Zurück in Takijon, finden die beiden Arbeit in einem Bergwerk, wo sie für die Arkoniden Hyperkristalle abbauen dürfen. Dando kann eine Batterie für Kopf kaufen, und von der Positronik lernen sie einiges über die angeblichen Götterboten. Die beiden beginnen mit dem stillen Widerstand. Sie versuchen sogar, Owara Asa Tagakatha für den Widerstand zu gewinnen, doch der Priester hat zu viel Angst vor der Macht der Arkoniden.

Wieder zurück in Takijon, müssen die beiden feststellen, dass ihre Wohnung niedergebrannt und Kopf gestohlen wurde.

Als sie wieder zurück im Bergwerk sind, kommt Otarie bei einem »Unfall« – der eindeutig von den Arkoniden herbeigeführt wurde – ums Leben, was in Dando den Entschluss, gegen die Arkoniden zu kämpfen, nur bestärkt. Über Jahre hinweg setzt er seinen Widerstand fort und erzielt große Erfolge. Als er den Arkoniden in die Arme läuft, wird er tätowiert.
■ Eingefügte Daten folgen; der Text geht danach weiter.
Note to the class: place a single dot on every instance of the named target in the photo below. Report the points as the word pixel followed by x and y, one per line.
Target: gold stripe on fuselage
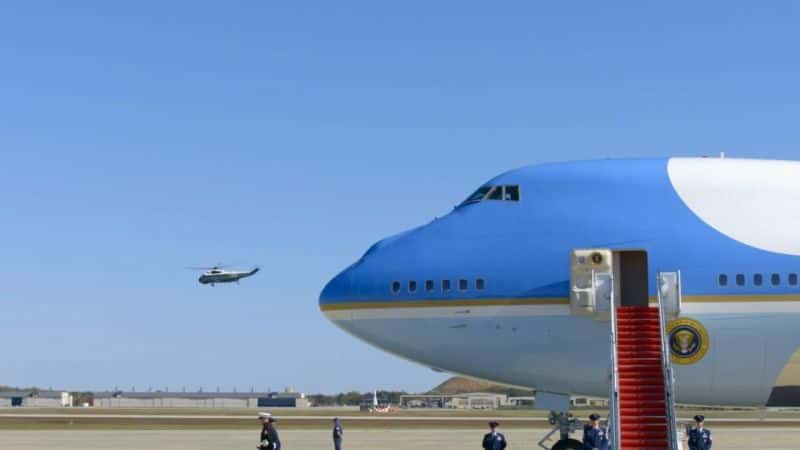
pixel 444 303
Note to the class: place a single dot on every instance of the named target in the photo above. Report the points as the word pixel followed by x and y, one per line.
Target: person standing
pixel 269 435
pixel 338 434
pixel 595 437
pixel 494 440
pixel 699 436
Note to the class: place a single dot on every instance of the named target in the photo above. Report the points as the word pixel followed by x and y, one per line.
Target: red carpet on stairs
pixel 643 414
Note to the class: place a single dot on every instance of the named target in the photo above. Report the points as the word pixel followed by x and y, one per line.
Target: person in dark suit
pixel 595 436
pixel 494 440
pixel 699 436
pixel 338 434
pixel 269 435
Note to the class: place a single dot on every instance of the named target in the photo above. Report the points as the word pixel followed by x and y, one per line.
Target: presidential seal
pixel 688 341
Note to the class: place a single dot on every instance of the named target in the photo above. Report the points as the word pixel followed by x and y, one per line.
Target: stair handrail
pixel 666 364
pixel 614 419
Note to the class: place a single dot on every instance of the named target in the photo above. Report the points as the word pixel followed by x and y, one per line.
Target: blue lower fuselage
pixel 506 315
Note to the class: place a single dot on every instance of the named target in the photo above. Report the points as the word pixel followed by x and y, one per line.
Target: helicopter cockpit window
pixel 509 193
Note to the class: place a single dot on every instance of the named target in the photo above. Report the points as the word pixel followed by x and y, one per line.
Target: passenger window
pixel 446 285
pixel 496 194
pixel 429 285
pixel 512 193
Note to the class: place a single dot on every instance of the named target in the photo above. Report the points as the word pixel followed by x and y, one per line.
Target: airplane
pixel 215 274
pixel 489 290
Doch die Caiwanen sehen seine Tätowierung nicht als Sünde, sondern als Auszeichnung.

Als Dando nach über zehn Jahren der Meinung ist, der Widerstand sei stark genug, besucht er noch einmal den Priester. Dieser ist nicht zu Hause, so dass Dando den Finger Gottes erkunden kann. Zu seiner Überraschung befinden sich in der Wohnung des Priesters, der immer das genügsame Leben predigt, viele technische Gegenstände der Arkoniden und die Positronik Kopf. Dando nimmt Kopf wieder in seinen Besitz und zerstört den Finger Gottes mit Desintegratoren, die er in der Bleibe des Priesters gefunden hat.

Für diese Tat wird er von den Arkoniden gefangen genommen und soll hart bestraft werden. Dass es nicht dazu kommt, verdankt er den Caiwanen, die geschlossen in den Streik treten. Die Arkoniden müssen mit den Caiwanen verhandeln und Dando als deren Handelsführer anerkennen. Weil der Tato in seinen Verhandlungen keinen Erfolg erzielt, verhandelt der Adlige Thorman da Vakalo, ein Arkonide, der Dando bereits kennt und ihn im Gegensatz zu den anderen Besatzern von der Kristallwelt nicht herablassend behandelt hat, mit Dando.

Es kommt zu der Einigung, dass die Caiwanen besseren Zugang zu Bildung bekommen und die alleinigen Schürfrechte für den roten Hyperkristall Khalumvatt erhalten. Die Bevölkerung feiert diese Einigung wie den größten Sieg ihrer Geschichte.

Was sowohl Dando als auch die anderen Caiwanen nicht wissen, ist, das die Arkoniden Khalumvatt für minderwertig erachten und sich nun freuen, dass sie die dummen Ureinwohner über den Tisch gezogen haben.